California implemented sweeping new gun restrictions in the aftermath of the Parkland shooting. The Golden State raised the minimum age for buying rifles and shoguns from 18 to 21, required eight hours of gun safety training for concealed carry permit applicants, and instituted a lifetime ban on gun purchases for people convicted of domestic violence, and also for anyone who has been involuntarily hospitalized for mental health reasons twice in one year.

Louisiana, too, passed a stack of new gun laws after Parkland. The state prohibited people currently under protective orders for stalking from buying guns, increased the penalty for fraudulent gun purchases, made it a crime to give a gun to someone who is prohibited from owning one, banned gun ownership for anybody found not guilty of a crime by reason of insanity, and — in the kind of law you might assume was already on the books — made it a crime for prohibited gun owners to bring guns into hospitals, as the Associated Press reports.

Florida, where the Parkland shooting unfolded, also strengthened its gun laws after the massacre. It raised the minimum age for purchasing guns from 18 to 21, implemented a three-day waiting period for firearm purchases, and created the Office of Safe Schools to combat gun violence on school campuses.

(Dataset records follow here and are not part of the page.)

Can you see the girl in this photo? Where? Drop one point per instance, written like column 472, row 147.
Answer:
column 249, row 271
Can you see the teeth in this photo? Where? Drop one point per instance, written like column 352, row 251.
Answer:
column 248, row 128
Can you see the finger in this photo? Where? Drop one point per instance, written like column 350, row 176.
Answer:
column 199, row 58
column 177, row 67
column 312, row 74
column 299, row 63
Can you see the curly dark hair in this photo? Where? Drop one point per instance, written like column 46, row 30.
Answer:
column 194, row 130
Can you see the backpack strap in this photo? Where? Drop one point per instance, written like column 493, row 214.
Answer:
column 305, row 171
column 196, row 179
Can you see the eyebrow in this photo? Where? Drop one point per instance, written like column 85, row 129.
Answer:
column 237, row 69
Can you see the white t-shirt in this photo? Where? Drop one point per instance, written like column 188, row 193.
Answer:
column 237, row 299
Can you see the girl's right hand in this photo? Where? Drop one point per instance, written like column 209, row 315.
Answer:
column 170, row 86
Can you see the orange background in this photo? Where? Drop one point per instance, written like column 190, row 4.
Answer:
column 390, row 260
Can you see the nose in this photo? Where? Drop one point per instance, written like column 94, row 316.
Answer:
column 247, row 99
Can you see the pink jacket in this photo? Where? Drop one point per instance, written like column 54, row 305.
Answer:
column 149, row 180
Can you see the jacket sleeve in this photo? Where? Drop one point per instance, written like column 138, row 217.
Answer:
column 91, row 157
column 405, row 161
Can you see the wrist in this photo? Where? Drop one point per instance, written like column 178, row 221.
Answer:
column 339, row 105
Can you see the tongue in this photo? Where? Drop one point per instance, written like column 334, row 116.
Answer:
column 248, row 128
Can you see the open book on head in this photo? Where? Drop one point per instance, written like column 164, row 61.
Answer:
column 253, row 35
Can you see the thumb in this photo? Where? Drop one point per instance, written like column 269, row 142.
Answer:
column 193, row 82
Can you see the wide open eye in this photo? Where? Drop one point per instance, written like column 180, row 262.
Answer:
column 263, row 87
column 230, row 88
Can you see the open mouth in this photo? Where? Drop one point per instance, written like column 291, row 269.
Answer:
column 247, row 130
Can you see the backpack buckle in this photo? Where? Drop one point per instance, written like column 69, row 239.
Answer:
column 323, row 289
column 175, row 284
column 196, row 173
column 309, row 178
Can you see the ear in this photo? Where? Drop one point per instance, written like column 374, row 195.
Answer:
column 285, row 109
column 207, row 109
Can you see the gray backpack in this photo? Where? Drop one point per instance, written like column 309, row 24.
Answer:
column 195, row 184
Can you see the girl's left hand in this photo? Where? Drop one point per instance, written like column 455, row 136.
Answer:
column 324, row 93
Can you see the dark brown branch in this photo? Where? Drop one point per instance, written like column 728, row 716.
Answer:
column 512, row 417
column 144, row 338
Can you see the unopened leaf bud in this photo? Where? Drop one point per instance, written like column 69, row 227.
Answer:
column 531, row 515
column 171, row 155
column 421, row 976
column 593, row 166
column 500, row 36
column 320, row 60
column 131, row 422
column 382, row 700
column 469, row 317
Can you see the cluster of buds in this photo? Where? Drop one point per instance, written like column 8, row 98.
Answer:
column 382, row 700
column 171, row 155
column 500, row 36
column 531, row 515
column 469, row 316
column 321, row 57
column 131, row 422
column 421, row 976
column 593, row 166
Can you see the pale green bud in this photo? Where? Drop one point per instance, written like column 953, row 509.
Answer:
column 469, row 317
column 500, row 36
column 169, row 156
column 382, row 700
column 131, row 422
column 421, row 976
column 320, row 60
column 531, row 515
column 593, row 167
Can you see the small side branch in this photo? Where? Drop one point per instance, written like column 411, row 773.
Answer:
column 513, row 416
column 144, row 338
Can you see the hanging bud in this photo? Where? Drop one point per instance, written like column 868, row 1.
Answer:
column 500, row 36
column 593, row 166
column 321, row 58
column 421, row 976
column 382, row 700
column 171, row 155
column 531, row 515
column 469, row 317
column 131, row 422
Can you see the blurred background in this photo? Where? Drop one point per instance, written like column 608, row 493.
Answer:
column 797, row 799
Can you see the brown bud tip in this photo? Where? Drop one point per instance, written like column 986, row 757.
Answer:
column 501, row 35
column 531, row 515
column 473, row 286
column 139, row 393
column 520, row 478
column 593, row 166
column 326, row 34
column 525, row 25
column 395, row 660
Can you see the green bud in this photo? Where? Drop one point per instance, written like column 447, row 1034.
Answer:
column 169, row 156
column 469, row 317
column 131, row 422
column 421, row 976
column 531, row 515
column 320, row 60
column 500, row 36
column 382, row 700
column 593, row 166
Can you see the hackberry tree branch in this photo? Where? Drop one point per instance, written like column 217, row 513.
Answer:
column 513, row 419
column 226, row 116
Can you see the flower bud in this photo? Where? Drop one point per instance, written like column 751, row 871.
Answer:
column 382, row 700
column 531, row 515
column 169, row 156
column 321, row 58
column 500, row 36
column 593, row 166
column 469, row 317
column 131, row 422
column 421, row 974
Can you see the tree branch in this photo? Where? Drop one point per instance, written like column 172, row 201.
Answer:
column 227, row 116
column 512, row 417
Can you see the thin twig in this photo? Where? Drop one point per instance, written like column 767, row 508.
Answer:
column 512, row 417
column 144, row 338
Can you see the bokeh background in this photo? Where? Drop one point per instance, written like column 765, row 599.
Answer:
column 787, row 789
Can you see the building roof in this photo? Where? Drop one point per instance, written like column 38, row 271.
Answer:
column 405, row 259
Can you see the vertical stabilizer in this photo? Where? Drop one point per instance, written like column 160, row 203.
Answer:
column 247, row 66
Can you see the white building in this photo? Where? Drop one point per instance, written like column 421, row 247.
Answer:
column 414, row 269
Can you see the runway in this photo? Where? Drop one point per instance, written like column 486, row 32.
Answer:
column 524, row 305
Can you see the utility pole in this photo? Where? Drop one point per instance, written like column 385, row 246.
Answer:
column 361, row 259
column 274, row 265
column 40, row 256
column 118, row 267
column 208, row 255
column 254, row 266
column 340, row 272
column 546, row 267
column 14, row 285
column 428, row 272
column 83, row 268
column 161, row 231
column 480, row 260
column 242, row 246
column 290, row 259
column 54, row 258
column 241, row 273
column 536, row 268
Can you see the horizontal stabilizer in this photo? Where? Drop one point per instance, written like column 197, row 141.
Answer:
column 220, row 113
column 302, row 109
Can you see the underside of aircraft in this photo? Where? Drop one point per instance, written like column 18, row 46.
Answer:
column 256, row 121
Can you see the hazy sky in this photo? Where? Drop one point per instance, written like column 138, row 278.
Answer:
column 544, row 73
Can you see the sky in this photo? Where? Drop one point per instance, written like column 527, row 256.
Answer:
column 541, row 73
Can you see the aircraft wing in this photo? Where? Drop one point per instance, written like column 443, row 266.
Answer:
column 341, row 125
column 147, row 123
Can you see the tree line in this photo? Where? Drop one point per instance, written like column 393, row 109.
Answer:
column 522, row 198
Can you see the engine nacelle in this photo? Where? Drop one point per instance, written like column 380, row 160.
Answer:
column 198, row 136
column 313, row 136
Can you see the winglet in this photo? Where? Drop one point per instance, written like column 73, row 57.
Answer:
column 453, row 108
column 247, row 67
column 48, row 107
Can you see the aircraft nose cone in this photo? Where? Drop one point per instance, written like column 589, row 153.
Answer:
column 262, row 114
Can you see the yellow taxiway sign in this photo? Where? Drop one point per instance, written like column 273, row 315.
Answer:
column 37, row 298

Many of the state gun control laws passed since Parkland resemble one another. For instance, Delaware, Florida, Illinois, Massachusetts, New Jersey, Maryland, Rhode Island, and Vermont all passed laws that, in one way or another, make it easier for family members or police to petition for the seizure of guns from dangerous individuals. Kansas, California, New York, Louisiana, Pennsylvania, Tennessee, Utah, and Vermont all implemented or expanded restrictions on gun ownership for people with domestic violence convictions. New Jersey, Vermont, and South Dakota all expanded mandatory background checks in one form or another.

But while many states moved to restrict gun access after Parkland, some states expanded it. A few states, like Louisiana, did both simultaneously.

Alabama, which according to the CDC has the highest rate of gun deaths in the country, responded to Parkland by banning sheriffs' from putting restrictions on pistol permits and allowing retired law enforcement officers to carry guns in some places where they'd otherwise be prohibited, according to the Associated Press. Arizona exempted all state and federal law enforcement officers from existing restrictions on gun possession, while Louisiana passed a law explicitly allowing concealed carry permit-holders to have guns within 1,000 feet of schools.

In one of the more unique gun laws passed after Parkland, Iowa now allows holders of concealed carry permits to openly carry loaded guns in snowmobiles and ATVs.

Lastly, it's worth noting that in December, President Trump signed an executive order banning bump stocks. This wasn't technically a new law per se but rather a change in how the federal government interprets existing law. Several states also banned bump stocks earlier in the year at the legislative level, although those prohibitions became redundant when Trump signed the executive order.

The Giffords Law Center, a pro-gun control advocacy group, declared 2018 a successful year for gun safety activists. In its end-of-year report, the organization celebrated the "remarkable increase in new gun safety legislation" over the course of the year, and said that "the momentum generated by the Parkland shooting is unprecedented."

"Despite the unacceptable reality that over 100,000 people are shot each year, 2019 brings renewed hope for vigorous federal and state gun violence prevention efforts and a safer future for all Americans," the organization said.